Man shot with live rounds during Cowtown gunfight slated to get $500,000 from Wichita

Fernando Salazar/File photo

A man who was shot with live rounds by a fellow performer during a staged gunfight at the Old Cowtown Museum in September 2020 is expected to get $500,000 from the city.

The Wichita City Council will vote on the settlement Tuesday.

The victim, who was 24 at the time of the incident, was struck in the head, face and upper body with the live shotgun rounds. His injuries included a punctured aorta and pellets lodged in his skull and left eye socket, and required surgery.
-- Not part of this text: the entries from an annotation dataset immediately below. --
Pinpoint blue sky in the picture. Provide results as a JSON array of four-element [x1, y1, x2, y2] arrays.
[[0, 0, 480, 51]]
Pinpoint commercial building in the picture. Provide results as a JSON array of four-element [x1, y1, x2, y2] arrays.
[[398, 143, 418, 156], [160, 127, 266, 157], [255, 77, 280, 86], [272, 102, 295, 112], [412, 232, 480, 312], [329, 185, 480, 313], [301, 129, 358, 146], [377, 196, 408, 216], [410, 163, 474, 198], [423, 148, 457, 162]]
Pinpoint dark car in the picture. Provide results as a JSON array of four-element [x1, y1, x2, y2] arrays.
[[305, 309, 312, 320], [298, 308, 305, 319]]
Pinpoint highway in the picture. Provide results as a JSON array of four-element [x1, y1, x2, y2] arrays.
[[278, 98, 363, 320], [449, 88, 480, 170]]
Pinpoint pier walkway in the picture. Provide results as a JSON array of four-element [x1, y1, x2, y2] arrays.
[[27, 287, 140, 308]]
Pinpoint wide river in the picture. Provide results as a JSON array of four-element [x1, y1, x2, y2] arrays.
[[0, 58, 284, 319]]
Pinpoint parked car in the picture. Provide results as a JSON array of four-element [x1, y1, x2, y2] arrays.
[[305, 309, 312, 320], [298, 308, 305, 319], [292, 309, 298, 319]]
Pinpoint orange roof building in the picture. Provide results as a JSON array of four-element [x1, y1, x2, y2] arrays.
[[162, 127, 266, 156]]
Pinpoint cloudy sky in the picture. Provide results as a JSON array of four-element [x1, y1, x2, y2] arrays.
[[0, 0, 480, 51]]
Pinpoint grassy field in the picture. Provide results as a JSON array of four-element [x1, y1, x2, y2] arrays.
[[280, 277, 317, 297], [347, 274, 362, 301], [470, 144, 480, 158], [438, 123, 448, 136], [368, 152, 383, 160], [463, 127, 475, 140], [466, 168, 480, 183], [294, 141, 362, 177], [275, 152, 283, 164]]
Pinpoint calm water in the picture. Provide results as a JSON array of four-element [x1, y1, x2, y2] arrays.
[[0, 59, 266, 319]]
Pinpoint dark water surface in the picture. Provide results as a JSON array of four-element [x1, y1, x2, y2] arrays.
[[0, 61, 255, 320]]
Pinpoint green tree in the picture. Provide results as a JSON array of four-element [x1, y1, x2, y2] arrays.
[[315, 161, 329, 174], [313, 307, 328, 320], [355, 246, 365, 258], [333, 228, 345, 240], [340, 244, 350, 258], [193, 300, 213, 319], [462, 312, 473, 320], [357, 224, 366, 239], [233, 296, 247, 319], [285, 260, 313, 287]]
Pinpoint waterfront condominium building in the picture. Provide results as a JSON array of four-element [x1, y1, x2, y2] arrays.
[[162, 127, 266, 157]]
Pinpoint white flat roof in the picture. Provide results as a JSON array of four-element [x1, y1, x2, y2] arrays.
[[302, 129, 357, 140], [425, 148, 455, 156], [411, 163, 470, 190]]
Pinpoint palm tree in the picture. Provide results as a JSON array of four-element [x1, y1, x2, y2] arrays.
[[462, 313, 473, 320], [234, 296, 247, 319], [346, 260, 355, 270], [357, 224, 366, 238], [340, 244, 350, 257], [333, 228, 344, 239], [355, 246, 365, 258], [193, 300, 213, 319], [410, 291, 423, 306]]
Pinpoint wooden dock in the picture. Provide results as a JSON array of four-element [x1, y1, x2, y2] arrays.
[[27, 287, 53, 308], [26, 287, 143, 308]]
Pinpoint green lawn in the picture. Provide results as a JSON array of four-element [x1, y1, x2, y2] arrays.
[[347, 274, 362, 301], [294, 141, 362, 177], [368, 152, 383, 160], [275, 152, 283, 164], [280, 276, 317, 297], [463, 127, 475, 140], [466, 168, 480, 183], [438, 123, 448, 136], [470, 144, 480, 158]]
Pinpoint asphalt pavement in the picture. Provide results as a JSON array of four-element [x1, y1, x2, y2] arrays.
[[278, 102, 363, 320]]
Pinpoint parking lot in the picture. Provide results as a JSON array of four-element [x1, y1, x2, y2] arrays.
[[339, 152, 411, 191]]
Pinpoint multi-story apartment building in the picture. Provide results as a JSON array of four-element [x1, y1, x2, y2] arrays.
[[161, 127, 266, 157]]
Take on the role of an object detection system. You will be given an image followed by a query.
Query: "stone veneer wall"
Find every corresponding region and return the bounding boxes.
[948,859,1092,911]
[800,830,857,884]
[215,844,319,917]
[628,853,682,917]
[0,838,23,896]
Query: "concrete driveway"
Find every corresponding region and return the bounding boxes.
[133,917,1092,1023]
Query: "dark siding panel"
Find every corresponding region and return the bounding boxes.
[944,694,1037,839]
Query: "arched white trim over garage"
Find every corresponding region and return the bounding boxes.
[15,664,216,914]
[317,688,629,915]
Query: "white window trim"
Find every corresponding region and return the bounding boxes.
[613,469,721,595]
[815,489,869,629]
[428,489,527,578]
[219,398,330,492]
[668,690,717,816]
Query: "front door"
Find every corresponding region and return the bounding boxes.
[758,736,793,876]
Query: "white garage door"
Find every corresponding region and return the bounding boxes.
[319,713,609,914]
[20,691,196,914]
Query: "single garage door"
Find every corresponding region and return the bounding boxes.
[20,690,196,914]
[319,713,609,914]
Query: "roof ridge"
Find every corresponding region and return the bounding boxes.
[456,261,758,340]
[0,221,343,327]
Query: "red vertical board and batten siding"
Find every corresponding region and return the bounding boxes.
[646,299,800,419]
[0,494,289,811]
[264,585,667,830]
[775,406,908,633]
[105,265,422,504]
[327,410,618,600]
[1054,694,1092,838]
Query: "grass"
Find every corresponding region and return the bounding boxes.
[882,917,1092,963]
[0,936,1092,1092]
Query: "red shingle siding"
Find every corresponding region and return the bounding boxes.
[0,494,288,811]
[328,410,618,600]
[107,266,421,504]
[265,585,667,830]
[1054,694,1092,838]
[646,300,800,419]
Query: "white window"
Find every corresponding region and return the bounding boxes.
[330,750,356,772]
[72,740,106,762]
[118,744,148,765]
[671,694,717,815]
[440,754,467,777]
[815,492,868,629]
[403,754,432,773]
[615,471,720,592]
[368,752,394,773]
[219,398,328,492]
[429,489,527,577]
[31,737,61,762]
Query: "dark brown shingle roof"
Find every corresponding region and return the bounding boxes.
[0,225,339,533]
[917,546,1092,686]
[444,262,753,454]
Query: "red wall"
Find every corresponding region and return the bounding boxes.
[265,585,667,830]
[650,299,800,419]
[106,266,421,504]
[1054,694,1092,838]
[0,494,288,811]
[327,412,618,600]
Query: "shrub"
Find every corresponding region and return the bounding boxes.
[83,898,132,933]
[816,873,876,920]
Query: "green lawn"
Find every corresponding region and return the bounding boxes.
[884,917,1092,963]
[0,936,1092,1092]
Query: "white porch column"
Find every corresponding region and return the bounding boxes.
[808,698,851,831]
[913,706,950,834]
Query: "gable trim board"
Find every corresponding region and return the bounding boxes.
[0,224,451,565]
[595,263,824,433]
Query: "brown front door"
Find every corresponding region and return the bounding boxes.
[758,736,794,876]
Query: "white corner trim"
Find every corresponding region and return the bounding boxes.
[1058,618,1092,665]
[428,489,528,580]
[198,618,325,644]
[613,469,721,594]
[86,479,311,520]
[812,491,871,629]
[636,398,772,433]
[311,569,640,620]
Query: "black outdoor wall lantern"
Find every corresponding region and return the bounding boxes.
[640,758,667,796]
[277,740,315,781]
“The claimant has offered to accept a lump sum payment of $500,000 as full settlement of all of the claimant’s claims against the City of Wichita,” a city staff report reads.

The historic museum receives more than $900,000 annually from the city. The agenda report notes that paying the victim, whose name has not been made public, does not constitute an admission of liability from the city.
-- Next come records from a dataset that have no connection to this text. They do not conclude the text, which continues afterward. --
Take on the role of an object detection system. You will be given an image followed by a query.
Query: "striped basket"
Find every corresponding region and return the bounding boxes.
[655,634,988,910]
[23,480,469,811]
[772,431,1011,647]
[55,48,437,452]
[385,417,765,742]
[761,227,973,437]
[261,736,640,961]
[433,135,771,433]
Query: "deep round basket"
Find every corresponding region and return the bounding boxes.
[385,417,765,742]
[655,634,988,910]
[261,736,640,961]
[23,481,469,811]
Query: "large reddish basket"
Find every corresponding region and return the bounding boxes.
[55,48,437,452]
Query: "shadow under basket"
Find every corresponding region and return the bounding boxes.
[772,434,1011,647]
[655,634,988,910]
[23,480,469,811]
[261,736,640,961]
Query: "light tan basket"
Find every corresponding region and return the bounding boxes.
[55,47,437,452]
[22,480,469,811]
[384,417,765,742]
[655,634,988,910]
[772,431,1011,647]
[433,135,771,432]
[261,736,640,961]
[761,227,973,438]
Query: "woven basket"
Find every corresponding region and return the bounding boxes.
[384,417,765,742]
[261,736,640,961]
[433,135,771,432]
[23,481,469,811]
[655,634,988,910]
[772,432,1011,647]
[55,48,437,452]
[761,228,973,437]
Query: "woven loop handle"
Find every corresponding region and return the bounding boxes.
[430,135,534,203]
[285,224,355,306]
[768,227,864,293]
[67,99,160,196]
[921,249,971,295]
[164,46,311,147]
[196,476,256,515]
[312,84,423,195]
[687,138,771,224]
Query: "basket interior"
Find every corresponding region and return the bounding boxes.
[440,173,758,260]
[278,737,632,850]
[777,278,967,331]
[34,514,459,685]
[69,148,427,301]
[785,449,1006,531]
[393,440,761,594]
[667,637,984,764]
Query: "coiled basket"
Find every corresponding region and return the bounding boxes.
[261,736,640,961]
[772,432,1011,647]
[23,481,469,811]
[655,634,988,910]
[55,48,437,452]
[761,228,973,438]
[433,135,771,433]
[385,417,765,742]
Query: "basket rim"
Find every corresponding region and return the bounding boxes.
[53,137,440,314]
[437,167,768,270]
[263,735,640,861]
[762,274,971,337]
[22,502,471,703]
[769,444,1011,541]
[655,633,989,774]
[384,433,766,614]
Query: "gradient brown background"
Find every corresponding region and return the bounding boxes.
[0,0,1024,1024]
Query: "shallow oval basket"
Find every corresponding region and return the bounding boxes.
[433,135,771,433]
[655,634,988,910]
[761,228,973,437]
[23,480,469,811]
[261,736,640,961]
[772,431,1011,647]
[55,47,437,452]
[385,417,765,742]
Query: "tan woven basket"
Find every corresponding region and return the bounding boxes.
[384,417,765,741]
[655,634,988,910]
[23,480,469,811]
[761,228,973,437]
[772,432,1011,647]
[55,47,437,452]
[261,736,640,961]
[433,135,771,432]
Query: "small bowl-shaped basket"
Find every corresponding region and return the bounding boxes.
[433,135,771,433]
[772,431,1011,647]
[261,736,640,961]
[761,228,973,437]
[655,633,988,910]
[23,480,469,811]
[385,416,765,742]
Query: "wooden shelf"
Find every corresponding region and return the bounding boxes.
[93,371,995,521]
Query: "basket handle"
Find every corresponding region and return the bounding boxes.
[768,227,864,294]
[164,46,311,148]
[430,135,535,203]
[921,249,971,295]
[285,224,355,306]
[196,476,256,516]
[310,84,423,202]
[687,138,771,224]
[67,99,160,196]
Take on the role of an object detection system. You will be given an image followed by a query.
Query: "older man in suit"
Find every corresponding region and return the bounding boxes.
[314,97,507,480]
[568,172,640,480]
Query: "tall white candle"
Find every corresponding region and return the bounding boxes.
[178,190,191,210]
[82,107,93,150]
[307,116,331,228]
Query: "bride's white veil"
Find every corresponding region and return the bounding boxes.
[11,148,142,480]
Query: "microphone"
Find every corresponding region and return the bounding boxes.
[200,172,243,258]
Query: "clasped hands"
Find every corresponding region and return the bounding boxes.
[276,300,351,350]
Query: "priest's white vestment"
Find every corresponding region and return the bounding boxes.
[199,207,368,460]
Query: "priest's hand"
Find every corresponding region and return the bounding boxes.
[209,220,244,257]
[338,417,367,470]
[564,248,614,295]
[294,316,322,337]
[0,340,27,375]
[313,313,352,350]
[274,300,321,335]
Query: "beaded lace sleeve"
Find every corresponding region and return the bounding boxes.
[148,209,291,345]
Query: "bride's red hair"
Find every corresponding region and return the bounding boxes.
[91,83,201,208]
“It is merely a settlement to resolve a disputed claim,” it says.

Robert Hartung Jr. of Winfield was sentenced to three years probation last October after pleading no contest to one count of aggravated battery.
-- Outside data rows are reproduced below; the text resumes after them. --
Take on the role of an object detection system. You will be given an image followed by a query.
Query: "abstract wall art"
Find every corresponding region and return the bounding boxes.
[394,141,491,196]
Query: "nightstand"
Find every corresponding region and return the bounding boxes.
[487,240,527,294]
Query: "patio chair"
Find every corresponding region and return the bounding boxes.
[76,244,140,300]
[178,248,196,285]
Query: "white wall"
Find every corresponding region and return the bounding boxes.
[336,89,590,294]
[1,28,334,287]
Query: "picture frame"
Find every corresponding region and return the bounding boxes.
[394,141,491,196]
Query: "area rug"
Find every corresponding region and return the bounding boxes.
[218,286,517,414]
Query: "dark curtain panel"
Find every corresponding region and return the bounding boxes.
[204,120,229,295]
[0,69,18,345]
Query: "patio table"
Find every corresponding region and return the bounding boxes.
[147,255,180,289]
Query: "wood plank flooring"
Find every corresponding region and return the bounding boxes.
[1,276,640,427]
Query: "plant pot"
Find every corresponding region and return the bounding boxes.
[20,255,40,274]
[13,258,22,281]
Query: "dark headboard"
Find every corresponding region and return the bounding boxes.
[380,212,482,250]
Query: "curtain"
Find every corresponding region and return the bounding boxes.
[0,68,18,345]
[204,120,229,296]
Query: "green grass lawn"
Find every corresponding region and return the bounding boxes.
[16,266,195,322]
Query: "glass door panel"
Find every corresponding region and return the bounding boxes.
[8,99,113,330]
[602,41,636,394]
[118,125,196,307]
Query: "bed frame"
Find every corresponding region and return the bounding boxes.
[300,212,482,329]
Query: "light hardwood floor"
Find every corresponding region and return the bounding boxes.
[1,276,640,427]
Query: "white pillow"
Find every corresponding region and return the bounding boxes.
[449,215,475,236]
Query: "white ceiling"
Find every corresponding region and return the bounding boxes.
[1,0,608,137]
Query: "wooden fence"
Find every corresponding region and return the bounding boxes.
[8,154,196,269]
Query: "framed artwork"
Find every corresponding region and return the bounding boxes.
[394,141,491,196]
Hartung told authorities that “he loaded his 12 gauge Winchester shotgun with what he ‘assumes’ are blanks that he brought with him” to the Cowtown museum on Sept. 18, according to an affidavit. Although at least two reenactors carried shotguns that night, video footage of the event shows Hartung firing two shots in the area where police found the expended Winchester rounds.

In a motion seeking probation, Hartung’s defense attorney wrote that he had a more than 20-year history of safely participating in historical reenactments, had no gun accidents until the Sept. 18, 2020, event, and had used the live rounds by mistake.